Bezeichnungen wie „Kartoffel“, „Kanake“ und „Flüchtling“ gehören für viele Jugendlichen zu ihrer Sprache dazu. Das Projekt „Alltagsrassismus – Eine Filmreihe über Alltagsrassismus bei Jugendlichen“ greift Diskriminierungen im Alltag auf und zeigt die Sicht von Jugendlichen auf das Thema. In den dokumentarischen Filmen sprechen Jugendliche von ihren eigenen Erfahrungen und schildern, wie sie mit Diskriminierungen und Vorurteilen umgehen.

„Wir haben mit den Interviews in den Schulen angefangen. Dabei stellte sich heraus, dass es einen großen Redebedarf zum Thema Alltagsrassismus gibt“, sagt Tanja Hagedorn, Projektleiterin beim Medienprojekt Wuppertal. Für Jugendliche sind Rassismus und Diskriminierung scheinbar alltäglich. Dabei ist interessant zu sehen, dass die Interviewten rassistische Äußerungen im Freundeskreis häufig dulden oder als Spaß ansehen. Hier setzten die Filmemacher an: „Ziel war es, den Jugendlichen eine Plattform zu geben“, sagt Hagedorn, die den Schlüssel darin sieht, dass die Jugendlichen sich ernst genommen fühlen.
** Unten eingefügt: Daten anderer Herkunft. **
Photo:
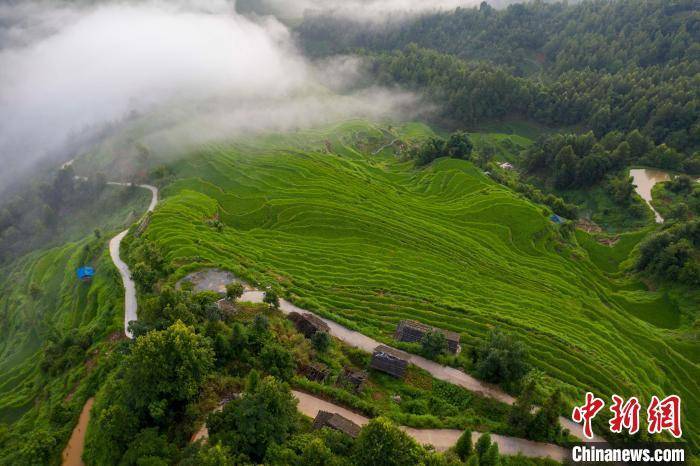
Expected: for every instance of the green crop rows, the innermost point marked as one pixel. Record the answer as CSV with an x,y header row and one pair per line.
x,y
368,240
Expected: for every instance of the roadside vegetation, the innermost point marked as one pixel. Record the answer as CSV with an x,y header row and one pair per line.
x,y
502,260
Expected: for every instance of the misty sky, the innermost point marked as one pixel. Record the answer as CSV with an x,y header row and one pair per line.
x,y
67,70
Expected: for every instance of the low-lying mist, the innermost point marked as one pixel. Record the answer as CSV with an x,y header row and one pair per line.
x,y
67,71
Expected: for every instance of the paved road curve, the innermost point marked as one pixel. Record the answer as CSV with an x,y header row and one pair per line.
x,y
448,374
441,439
130,304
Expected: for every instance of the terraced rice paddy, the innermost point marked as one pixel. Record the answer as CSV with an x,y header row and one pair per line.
x,y
367,240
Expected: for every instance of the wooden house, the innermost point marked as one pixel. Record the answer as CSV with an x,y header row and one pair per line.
x,y
389,360
316,371
412,331
352,379
337,422
308,324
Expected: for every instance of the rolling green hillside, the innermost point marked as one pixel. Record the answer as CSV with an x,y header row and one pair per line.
x,y
368,240
54,333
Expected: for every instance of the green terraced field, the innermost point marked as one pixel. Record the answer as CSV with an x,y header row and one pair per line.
x,y
368,240
45,405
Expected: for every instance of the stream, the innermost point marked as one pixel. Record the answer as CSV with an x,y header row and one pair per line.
x,y
644,181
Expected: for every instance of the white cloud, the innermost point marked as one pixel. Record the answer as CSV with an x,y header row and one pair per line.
x,y
69,68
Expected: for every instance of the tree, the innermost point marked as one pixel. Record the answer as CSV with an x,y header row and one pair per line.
x,y
166,368
234,290
565,164
464,446
277,361
545,423
212,455
265,414
482,445
433,344
271,299
491,457
35,290
381,443
149,447
459,146
520,417
316,453
622,190
321,341
429,151
500,358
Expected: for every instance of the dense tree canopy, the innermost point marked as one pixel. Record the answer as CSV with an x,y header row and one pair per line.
x,y
620,65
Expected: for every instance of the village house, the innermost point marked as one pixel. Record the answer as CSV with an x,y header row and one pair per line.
x,y
389,360
225,306
315,371
352,379
308,324
412,331
337,422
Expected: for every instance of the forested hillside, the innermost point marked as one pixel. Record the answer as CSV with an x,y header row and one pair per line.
x,y
600,65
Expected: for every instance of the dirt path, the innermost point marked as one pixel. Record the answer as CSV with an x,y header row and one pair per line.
x,y
442,439
448,374
72,454
130,304
74,449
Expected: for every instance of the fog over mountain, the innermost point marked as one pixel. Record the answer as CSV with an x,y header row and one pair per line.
x,y
68,70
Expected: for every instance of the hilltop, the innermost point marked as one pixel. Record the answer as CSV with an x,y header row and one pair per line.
x,y
368,240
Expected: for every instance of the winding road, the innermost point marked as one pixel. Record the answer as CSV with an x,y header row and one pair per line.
x,y
446,373
440,439
309,405
130,303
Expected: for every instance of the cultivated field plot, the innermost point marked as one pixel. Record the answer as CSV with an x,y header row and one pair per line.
x,y
369,240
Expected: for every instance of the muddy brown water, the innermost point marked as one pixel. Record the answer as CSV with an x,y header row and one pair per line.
x,y
644,181
72,454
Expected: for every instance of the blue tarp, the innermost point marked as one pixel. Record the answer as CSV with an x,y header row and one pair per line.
x,y
556,219
85,272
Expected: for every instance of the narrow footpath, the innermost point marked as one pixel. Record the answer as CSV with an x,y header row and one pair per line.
x,y
440,439
448,374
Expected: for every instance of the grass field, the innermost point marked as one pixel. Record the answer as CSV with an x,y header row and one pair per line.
x,y
368,240
41,299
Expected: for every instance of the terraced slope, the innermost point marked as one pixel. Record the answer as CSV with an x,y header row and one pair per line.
x,y
367,241
41,300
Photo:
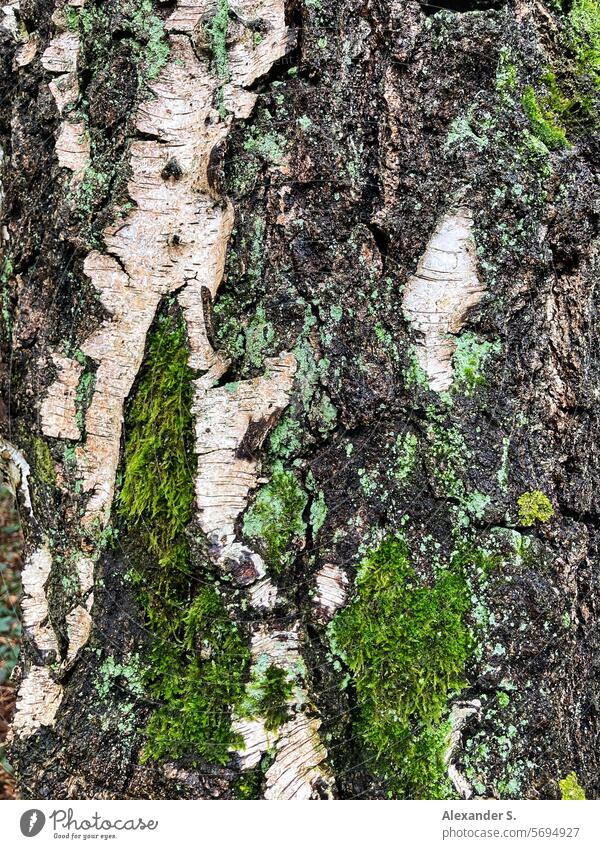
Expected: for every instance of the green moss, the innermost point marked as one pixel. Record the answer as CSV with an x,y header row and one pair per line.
x,y
72,18
269,146
199,683
218,39
318,513
197,661
276,517
158,489
469,362
406,455
570,788
405,645
83,394
543,120
42,462
507,75
584,37
267,694
534,507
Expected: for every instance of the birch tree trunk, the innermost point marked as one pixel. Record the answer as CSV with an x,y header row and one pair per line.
x,y
299,380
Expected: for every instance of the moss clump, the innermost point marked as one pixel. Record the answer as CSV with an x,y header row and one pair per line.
x,y
276,517
198,660
406,645
267,694
543,121
43,463
198,678
570,788
534,507
158,488
584,37
469,362
217,32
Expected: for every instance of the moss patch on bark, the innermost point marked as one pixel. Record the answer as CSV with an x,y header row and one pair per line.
x,y
406,646
198,659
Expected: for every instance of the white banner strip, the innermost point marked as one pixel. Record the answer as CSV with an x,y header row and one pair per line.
x,y
298,825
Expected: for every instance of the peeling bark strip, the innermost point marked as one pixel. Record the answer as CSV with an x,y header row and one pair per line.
x,y
175,239
439,296
298,770
61,57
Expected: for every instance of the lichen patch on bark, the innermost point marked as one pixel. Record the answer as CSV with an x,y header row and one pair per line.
x,y
438,298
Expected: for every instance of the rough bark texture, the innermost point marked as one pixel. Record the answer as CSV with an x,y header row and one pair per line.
x,y
299,396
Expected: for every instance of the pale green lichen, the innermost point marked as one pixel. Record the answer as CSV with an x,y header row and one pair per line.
x,y
571,789
469,362
276,518
534,507
318,513
406,454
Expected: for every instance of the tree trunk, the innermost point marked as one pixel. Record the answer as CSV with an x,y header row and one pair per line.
x,y
299,396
Ein Junge mit schwarzer Hautfarbe berichtet, dass sein Vater ihm gesagt habe, er solle Beleidigungen nicht so ernst nehmen. Ein Mädchen aus Syrien sagt, dass es sie stört, als Landlose bezeichnet zu werden und zwei Mädchen mit schwarzer Hautfarbe können eine ganze Reihe von Schimpfwörtern aufzählen, die sie zu hören bekommen. „Bananenfresser“ ist dabei noch das harmloseste. Aber auch Vorurteile darüber, was Afrikaner gut können, gehören zu ihrem Alltag dazu.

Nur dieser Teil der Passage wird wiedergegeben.